Cragar's answer is correct for liquids with a low vapor pressure. For liquids with a high vapor pressure, like boiling water, the partial pressure of the steam as the liquid cools below 100 degrees centigrade must be taken into account. The vapor pressure of water (steam) drops from 760 mm (Hg) at 100 degrees C to ~355 mm at 80 C.

Bob S

 

[aph]

Thanks very much for your help.

As I never will fill at near boiling point or above I will assume use of the combined gas law without consideration of vapor pressure changes.

So, if P1=101.3kPa, T1=345K, V1=2000ml
and T2=293K, V2=1958ml

(- V2 comes from asssumption that 1ml of water at 20C = 1g and at 72C 1ml = 0.979g so I multiplyed 2000 x 0.979)

I get, P2 = 87.9kPa

Therefore, pressure differential (vacuum effect) is 13.4kPa.

That is, when I break the seal the pressure will equalise and I will hear the air rush in.

The main purpose is to determine a negative pressure to apply to the closed container to see the effect on different container designs.

Am I on the right track or off the mark?

Thanks again.

 

[PJC01]

I can provide some insights on the pressure change that occurs when a liquid cools in a semi-rigid container. The pressure change is a result of the volume change of the cooling liquid as it transitions from a higher temperature to a lower temperature.

To calculate the pressure differential or vacuum effect, you will need to take into account the ideal gas law, which states that the pressure of a gas is directly proportional to its temperature and inversely proportional to its volume. In this case, the cooling liquid is considered a gas, and its volume is changing due to the change in temperature.

To calculate the pressure differential, you will need to know the initial volume of the liquid at 70C, the final volume of the liquid at 20C, and the atmospheric pressure. You can then use the ideal gas law equation (P1V1 = P2V2) to calculate the pressure differential.

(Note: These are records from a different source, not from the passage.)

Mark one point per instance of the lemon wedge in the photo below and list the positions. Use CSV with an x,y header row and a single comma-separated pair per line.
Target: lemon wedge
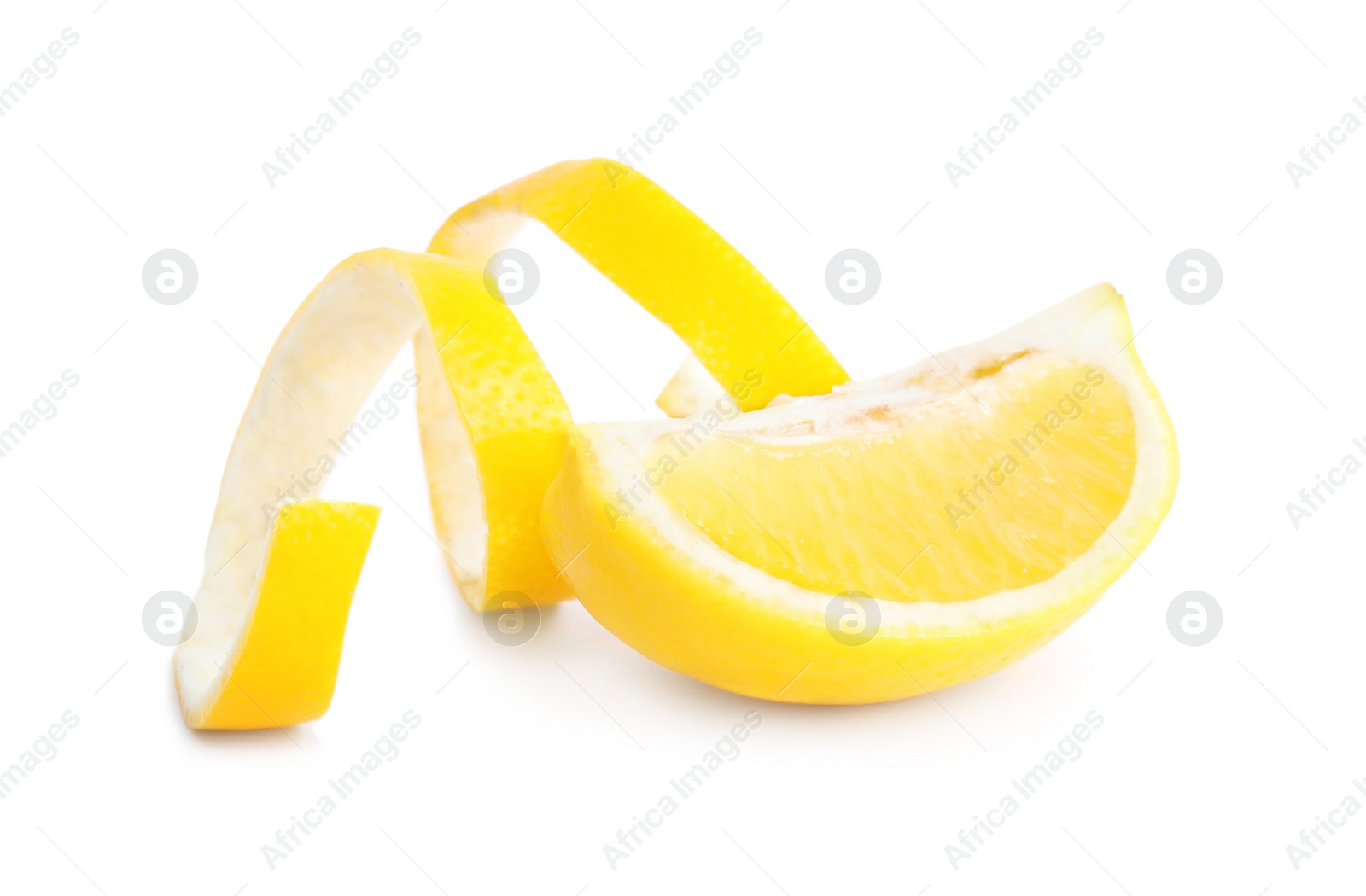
x,y
888,538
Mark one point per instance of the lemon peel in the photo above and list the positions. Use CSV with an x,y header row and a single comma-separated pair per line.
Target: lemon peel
x,y
277,584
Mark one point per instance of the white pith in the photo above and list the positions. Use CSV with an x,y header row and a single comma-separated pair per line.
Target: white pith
x,y
318,375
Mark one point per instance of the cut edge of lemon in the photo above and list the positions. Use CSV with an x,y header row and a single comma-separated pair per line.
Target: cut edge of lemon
x,y
726,622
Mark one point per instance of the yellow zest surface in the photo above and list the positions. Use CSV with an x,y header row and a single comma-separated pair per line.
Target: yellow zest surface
x,y
282,564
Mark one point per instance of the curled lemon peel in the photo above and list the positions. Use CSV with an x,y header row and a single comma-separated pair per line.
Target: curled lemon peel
x,y
279,574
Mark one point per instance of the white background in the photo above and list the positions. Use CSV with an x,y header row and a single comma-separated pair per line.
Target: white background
x,y
835,134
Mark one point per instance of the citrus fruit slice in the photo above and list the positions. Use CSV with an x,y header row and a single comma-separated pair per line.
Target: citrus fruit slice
x,y
282,564
890,538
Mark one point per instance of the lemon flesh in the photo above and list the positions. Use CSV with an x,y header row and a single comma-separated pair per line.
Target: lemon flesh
x,y
726,561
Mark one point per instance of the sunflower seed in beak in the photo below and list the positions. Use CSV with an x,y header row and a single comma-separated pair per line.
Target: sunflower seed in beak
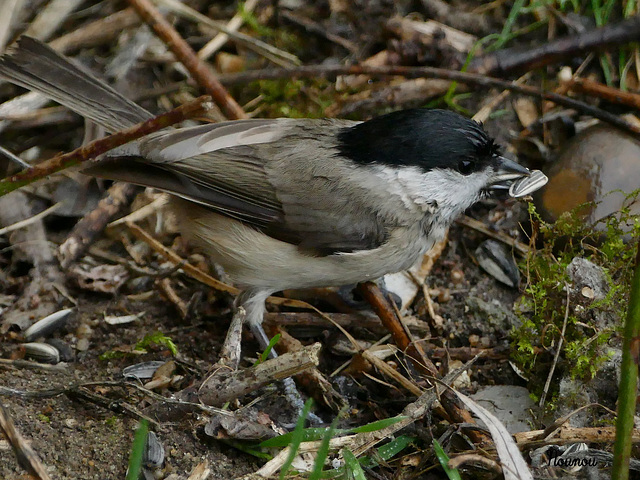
x,y
529,184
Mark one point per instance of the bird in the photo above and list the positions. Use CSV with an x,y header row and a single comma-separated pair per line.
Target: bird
x,y
290,203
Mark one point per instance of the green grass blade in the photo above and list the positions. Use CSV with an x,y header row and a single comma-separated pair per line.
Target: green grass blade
x,y
296,438
378,425
272,343
353,469
387,451
627,392
323,451
443,458
137,451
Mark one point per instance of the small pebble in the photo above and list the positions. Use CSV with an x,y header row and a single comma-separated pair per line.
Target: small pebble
x,y
457,276
70,422
564,75
82,345
588,292
83,330
444,296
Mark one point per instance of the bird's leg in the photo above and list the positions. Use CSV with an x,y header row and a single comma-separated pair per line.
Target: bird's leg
x,y
252,300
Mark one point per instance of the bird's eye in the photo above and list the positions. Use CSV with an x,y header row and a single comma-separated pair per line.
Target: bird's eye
x,y
465,167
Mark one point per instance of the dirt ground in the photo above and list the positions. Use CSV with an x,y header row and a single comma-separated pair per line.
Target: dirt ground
x,y
80,415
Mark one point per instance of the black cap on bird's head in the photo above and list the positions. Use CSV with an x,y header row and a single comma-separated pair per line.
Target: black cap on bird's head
x,y
426,139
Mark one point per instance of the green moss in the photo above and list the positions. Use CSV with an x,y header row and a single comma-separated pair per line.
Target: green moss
x,y
611,244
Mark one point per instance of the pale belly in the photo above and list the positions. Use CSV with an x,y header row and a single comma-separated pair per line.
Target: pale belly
x,y
253,259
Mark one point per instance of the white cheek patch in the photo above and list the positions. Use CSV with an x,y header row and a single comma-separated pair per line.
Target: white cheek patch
x,y
447,189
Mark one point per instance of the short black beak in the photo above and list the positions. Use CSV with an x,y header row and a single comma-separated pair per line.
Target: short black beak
x,y
505,172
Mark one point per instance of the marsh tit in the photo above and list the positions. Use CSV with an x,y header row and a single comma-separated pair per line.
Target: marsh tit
x,y
292,203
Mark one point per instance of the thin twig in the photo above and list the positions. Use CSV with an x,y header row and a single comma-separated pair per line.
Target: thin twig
x,y
277,56
221,38
547,384
30,220
313,71
98,147
185,54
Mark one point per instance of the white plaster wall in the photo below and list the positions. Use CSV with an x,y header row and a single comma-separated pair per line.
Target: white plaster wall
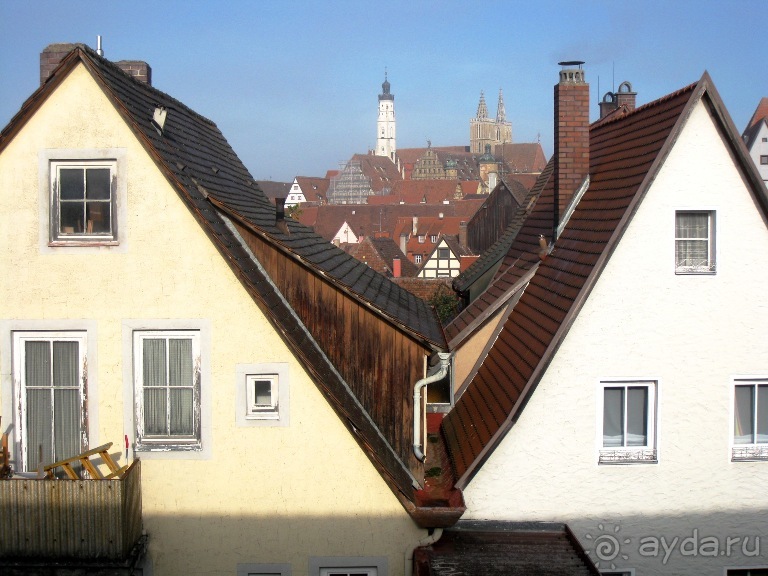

The size of the container will also have an impact on the pressure differential. A larger container will have a larger volume change, resulting in a greater pressure differential. However, the exact amount of variation will depend on the specific dimensions of the container and the properties of the cooling liquid.

In conclusion, to calculate the pressure differential from a cooling liquid in a semi-rigid container, you will need to use the ideal gas law equation and take into account the initial and final volumes of the liquid, as well as the atmospheric pressure. The size of the container will also play a role in the pressure differential, but the exact amount of variation will depend on several factors.